Heikel punt is en blijft – althans dat voorspellen HR-professionals – die war on talent. Zo ervoer 20 procent van alle Nederlandse bedrijven in alle sectoren het tekort aan arbeidskrachten vorig jaar als belangrijkste belemmering. Bijna vier keer zo hoog als het ook genoemde gebrek aan financiële middelen (5,5 procent). En in de sectoren ICT en zakelijke dienstverlening werd het personeelsgebrek zelfs in 30 procent en 38 procent van de gevallen als knelpunt genoemd.

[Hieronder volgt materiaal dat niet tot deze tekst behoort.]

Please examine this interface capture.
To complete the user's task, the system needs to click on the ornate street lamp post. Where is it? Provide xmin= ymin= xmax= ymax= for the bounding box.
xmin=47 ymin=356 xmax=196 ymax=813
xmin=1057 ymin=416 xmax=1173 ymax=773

Of dit ook het verschil in technologie adoptie tussen MKB en grootbedrijf verklaart? Het lijkt waarschijnlijk. Zo ligt het aandeel moeilijk te vervullen vacatures in de meeste sectoren hoger bij het midden- en kleinbedrijf dan bij het grootbedrijf. Conclusie van RaboResearch: vooral dankzij gunstige omgevingsfactoren gebruiken Nederlandse ondernemingen meer nieuwe technologieën dan bedrijven in de rest van de Europese Unie en lijkt die voorsprong vooralsnog onaangetast.

Stoom en elektriciteit

Econoom Sjoerd Hardeman: “De bekende Amerikaanse hoogleraar Erik Brynjolfsson van MIT Sloan School of Management in Massachusetts spreekt over nieuwe technologieën als het tweede machinetijdperk, na de industriële revoluties rondom stoom en elektriciteit. Maar lang niet alle wetenschappers delen die overtuiging. Mijn standpunt is dat het uiteindelijk aan de ondernemer zelf is om kansen op het gebied van technologie te zien en te benutten. Belangrijker dan al dan niet op 1 staan van ranglijstjes is wat mij betreft dan ook de vraag wat bedrijven kunnen doen om gereed te staan die technologie überhaupt te kunnen omarmen.“
Hardeman vermoedt dat dit samenhangt met het menselijk en organisatorisch kapitaal binnen bedrijven. “Nieuwe technologieën kunnen pas worden benut als ze gekoppeld worden aan de juiste vaardigheden en managementpraktijken. Als dit klopt, is er werk aan de winkel. Want leidinggevenden van bedrijven in Nederland schatten de kwaliteit van managementpraktijken over het algemeen niet goed in, zo blijkt uit onze eerdere studies hierover in de industrie en de groot- en detailhandel.”